Julas telah kembali ke Islam dan
menjadi muslim yang baik. Para sahabat telah mengetahui bagaimana besarnya
jasa baik Julas mengasuh dan membesarkan Umair selaku anak tiri. Dia
bertanggung jawab penuh sebagaimana layaknya bapak kandung Umair. Setiap
kali orang menyebut nama Umair di hadapannya, dia berkata dengan tulus, "Semoga
Allah membalas Umair dengan segala kebajikan, karena dia telah membebaskan saya
dari kekafiran dan dari api neraka."
Kisah yang kita ceritakan ini belum
merupakan gambaran puncak dari kehidupan Umair, melainkan baru merupakan
gambaran kehidupannya waktu kecil. Marilah kita lihat gambaran
kehidupannya yang lebih gemilang dan indah di waktu mudanya.

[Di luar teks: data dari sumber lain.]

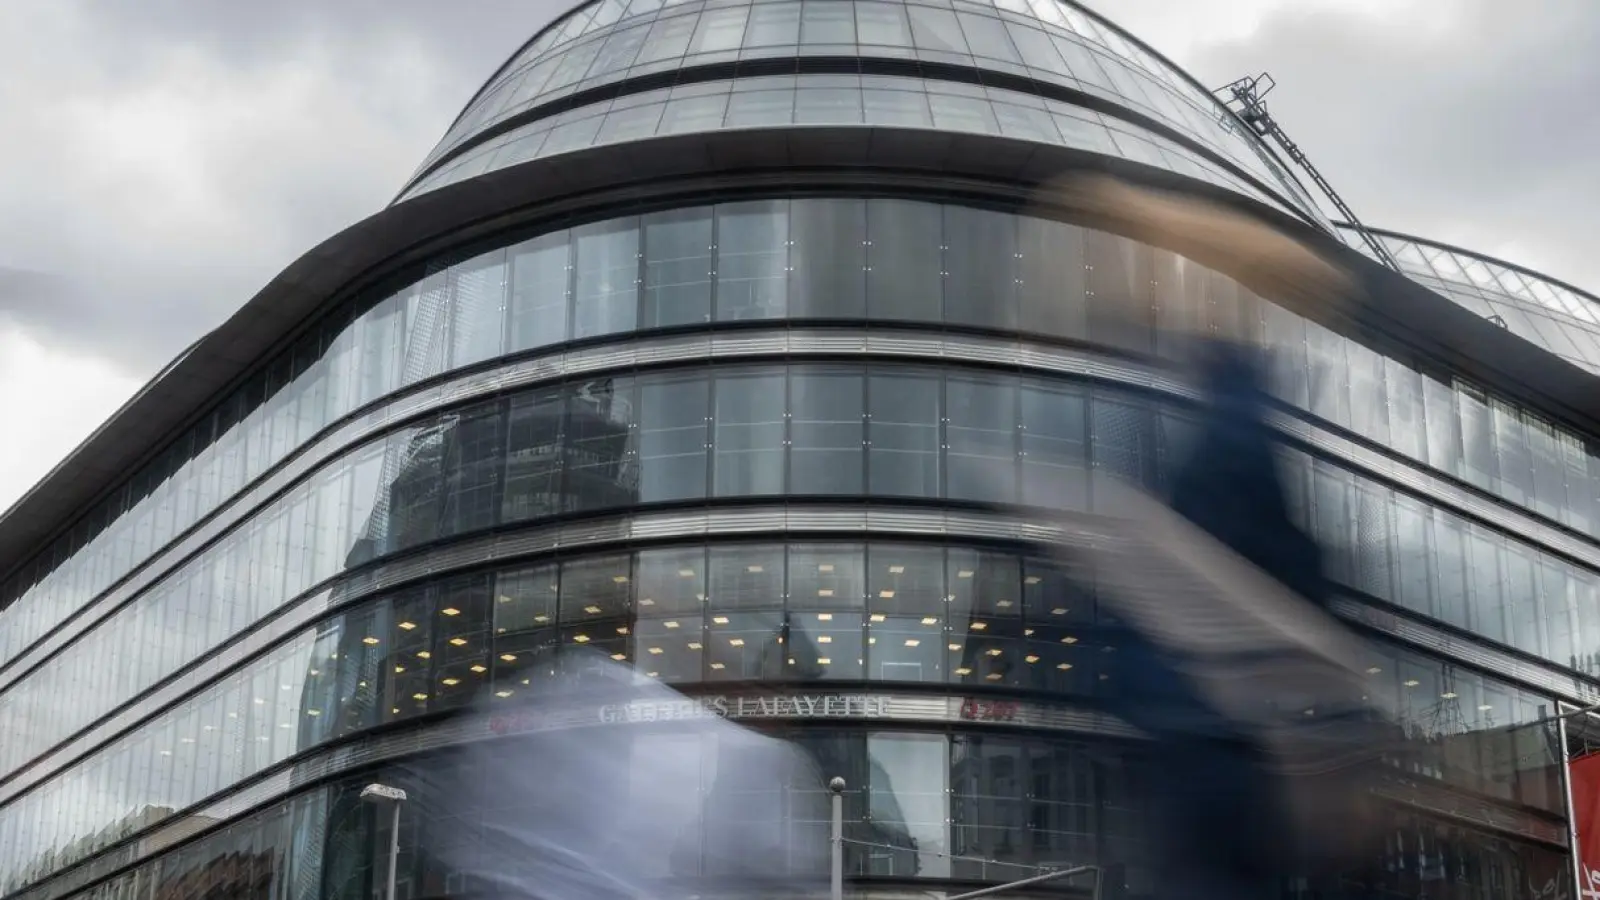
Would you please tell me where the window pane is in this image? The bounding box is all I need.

Dikisahkan bahwa penduduk Hims
sangat kritis terhadap para pembesar mereka sehingga sering mengadu kepada
khalifah. Setiap pembesar yang baru datang memerintah, ada saja celanya
bagi mereka. Dicatatnya segala kesalahan pembesar itu, lalu dilaporkannya
kepada khalifah dan minta diganti dengan yang lebih baik. Karena itu,
khalifah Umar mencari seorang yang tidak bercacat dan namanya belum pernah
rusak untuk menjadi gubernur di sana. Lalu, ia sebar pembantu-pembantunya
untuk mencari orang yang paling tepat. Maka, tidak diperolehnya orang yang
lebih baik selain Umair bin Saad.
Tetapi, sayang Umair ketika itu
sedang bertugas memimpin pasukan perang fi sabilillah di wilayah
Syam. Dalam tugas itu dia berhasil membebaskan beberapa kota,
menghancurkan beberapa benteng, menundukkan beberapa kabilah, dan membangun
masjid di setiap negeri yang dilaluinya.
Saat seperti itulah Amirul Mukminin
memanggilnya kembali ke Madinah untuk memangku jabatan gubernur di
Hims. Khalifah Umar memerintahkan untuk segera berangkat ke
Hims. Umair menerima perintah tersebut dengan hati enggan, karena baginya
tidak ada yang lebih utama selain perang fi sabilillah.
Setibanya di Hims, dipanggilnya
orang banyak berkumpul ke masjid untuk shalat berjamaah. Selesai shalat
dia berpidato. Mula-mula dia memuji Allah dan mengucapkan shalawat untuk
Nabi, dan kemudian dia berkata, "Hai manusia, sesungguhnya Islam adalah
benteng pertahanan yang kokoh dan pintu yang kuat.Benteng Islam itu adalah
keadilan dan pintunya adalah kebenaran (al-haq). Apabila benteng itu
ambruk dan pintunya roboh, pertahanan agama akan sirna. Islam akan
senantiasa kuat selama kekuasaan tegak dengan kokoh. Tegaknya kekuasaan
bukanlah dengan cemeti dan tidak pula dengan pedang, melainkan dengan
menegakkan keadilan dan melaksanakan yang hak."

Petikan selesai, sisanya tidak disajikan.